Last Spring the same kids, now officially at North Star Academy Alexander St. School,  took the PARCC, aligned with the more challenging critical thinking skills embedded in the Common Core State Standards.  But now they scored “close to the state average for affluent districts in English” and exceeded them in math. Read the article for the data, as well as great descriptions of teacher and administrative dedication, resourcefulness, and parent outreach.

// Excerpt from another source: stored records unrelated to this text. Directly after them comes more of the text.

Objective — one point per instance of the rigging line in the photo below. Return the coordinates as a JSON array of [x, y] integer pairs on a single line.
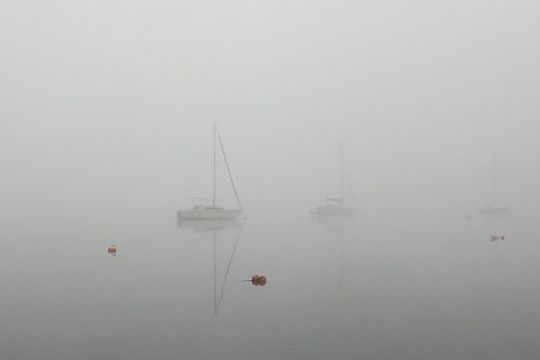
[[215, 273], [225, 278], [349, 183], [228, 170]]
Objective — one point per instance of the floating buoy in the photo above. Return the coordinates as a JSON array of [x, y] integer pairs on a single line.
[[258, 280], [112, 250], [496, 237]]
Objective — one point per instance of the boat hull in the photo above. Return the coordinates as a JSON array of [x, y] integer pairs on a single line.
[[494, 211]]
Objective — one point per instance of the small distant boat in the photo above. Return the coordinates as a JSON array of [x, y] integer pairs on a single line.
[[212, 212], [336, 206]]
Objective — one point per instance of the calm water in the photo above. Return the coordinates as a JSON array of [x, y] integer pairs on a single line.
[[409, 287]]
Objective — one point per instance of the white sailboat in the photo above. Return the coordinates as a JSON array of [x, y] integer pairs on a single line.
[[212, 212], [494, 210], [336, 206]]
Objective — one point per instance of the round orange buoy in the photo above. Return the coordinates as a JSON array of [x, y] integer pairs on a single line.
[[112, 250], [258, 280]]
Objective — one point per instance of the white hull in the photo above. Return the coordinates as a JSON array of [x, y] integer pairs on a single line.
[[208, 213]]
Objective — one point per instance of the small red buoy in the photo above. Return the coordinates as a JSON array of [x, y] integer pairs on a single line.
[[258, 280], [112, 250]]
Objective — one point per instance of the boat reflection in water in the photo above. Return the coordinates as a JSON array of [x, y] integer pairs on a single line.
[[213, 228], [202, 226]]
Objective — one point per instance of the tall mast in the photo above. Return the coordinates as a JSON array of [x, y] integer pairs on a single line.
[[341, 172], [495, 180], [228, 169], [214, 175]]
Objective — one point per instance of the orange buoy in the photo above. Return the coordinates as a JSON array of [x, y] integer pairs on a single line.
[[258, 280], [112, 250]]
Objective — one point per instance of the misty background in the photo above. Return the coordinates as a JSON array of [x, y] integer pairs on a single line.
[[107, 107]]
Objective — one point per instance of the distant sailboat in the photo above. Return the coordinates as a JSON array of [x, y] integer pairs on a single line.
[[213, 212], [494, 210], [336, 206]]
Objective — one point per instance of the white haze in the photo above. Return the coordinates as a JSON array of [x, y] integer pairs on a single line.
[[107, 107]]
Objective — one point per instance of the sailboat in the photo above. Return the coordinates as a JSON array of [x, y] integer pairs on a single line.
[[494, 210], [212, 212], [336, 206]]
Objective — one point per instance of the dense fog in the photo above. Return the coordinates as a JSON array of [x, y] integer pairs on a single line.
[[107, 111]]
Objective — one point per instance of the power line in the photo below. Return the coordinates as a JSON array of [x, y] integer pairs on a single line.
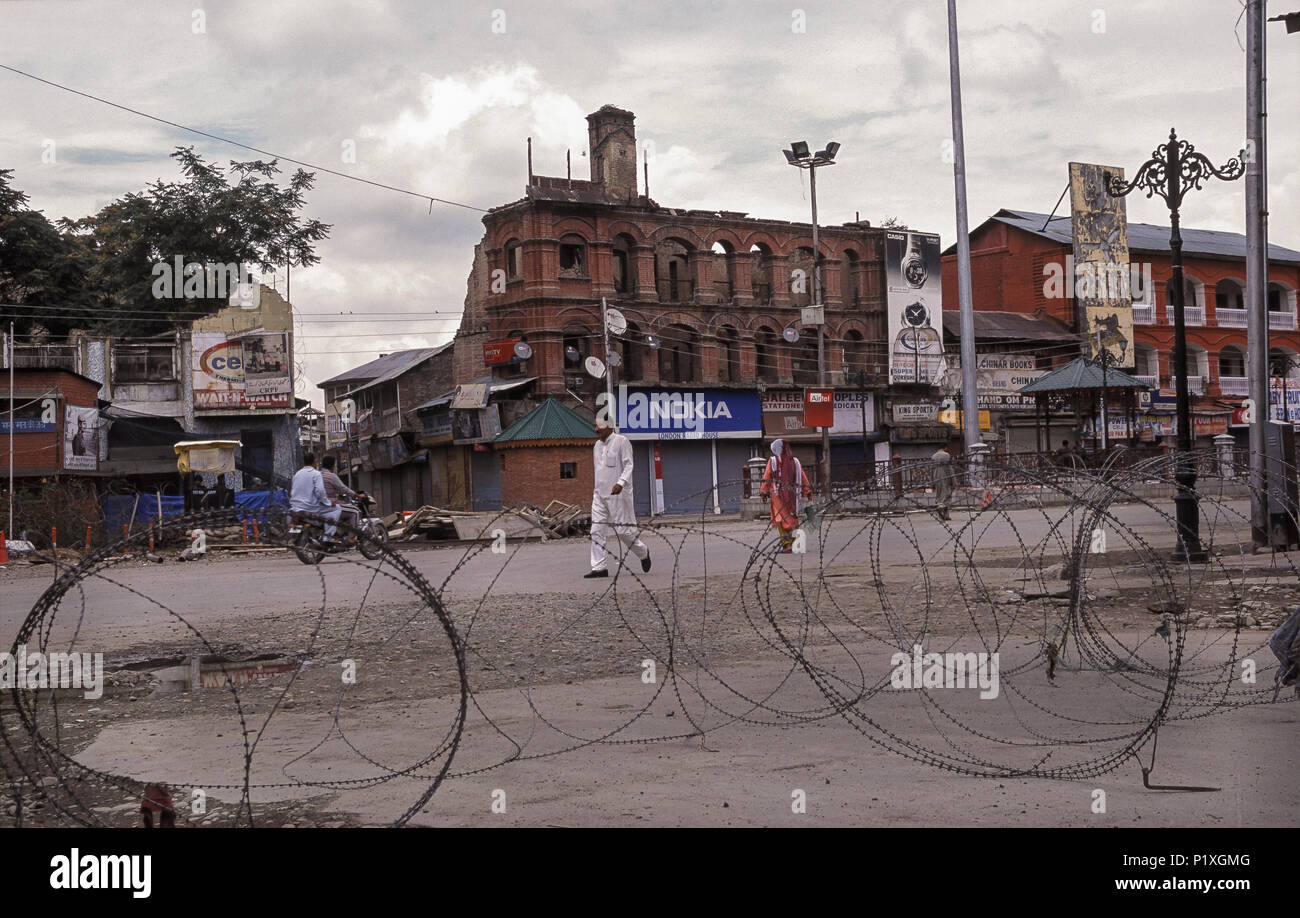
[[243, 146]]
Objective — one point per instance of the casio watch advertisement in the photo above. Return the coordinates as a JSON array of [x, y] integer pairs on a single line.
[[914, 302]]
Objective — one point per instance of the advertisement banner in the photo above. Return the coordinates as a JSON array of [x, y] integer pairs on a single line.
[[81, 438], [245, 371], [999, 379], [475, 425], [914, 304], [689, 414], [783, 414], [1101, 284]]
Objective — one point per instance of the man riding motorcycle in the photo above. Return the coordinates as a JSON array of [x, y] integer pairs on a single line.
[[339, 494]]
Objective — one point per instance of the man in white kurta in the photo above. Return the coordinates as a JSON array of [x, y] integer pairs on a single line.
[[612, 509]]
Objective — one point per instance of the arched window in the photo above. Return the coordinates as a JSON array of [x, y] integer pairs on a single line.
[[514, 260], [766, 347], [1231, 362], [761, 275], [572, 256], [624, 268], [849, 293], [801, 277], [1229, 295], [679, 355], [671, 271], [728, 355]]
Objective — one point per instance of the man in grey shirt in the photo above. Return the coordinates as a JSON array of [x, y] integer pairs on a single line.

Whitmire’s argument is logical:  the Facebook money should have all gone to charter expansion, instead of spending so much on other strategies. (Then-Mayor Cory Booker raised another matching $100 million and  fifty million dollars, as part of the deal, went to retro pay after the Newark Teacher Union contract was resolved.) Why, Whitmire asks,  are we fooling around with long-dysfunctional district schools when charters do such a better job? And you can’t use the “creaming” or “not backfilling” excuses: these are indeed “no excuses” charter schools.  Newark’s universal enrollment plan requires that “when Uncommon has a vacant seat, they notify One Newark which sends them a student off a wait list. No choosing involved.”

He writes,
That simple reality makes Newark Mayor Ras Baraka’s recent plea to the state — please refuse KIPP’s petition for five more charters; their expansion plans would drain my schools — sound morally suspect. (He’s also fighting Uncommon’s already approved expansion plan.) How can you justify maintaining a system where fourth graders can’t count to 100? Why not view top charters as just another flavor of top schools within Newark Public Schools?
I get that. But I also get the intense political and fiscal pressure on Newark Public Schools to carefully control charter school growth. Newark Superintendent Chris Cerf explained to Whitmire,
“We spend $231 million per year of public money on charters. That comes directly out of NPS’s $850 million budget. We’ll spend $50 million more on charters next year …The real limit on charters growth is supply and capacity.”
The question isn’t whether Newark’s charter school sector will expand. It will. Next year 40% of Newark’s public school students will attend charter schools. Parent demand is high and, increasingly, parents are empowered. A new group called Hands Off Our Future Collective is actively registering Newark voters to hold anti-charter politicians accountable to city residents, regardless of teacher union largesse and pressure.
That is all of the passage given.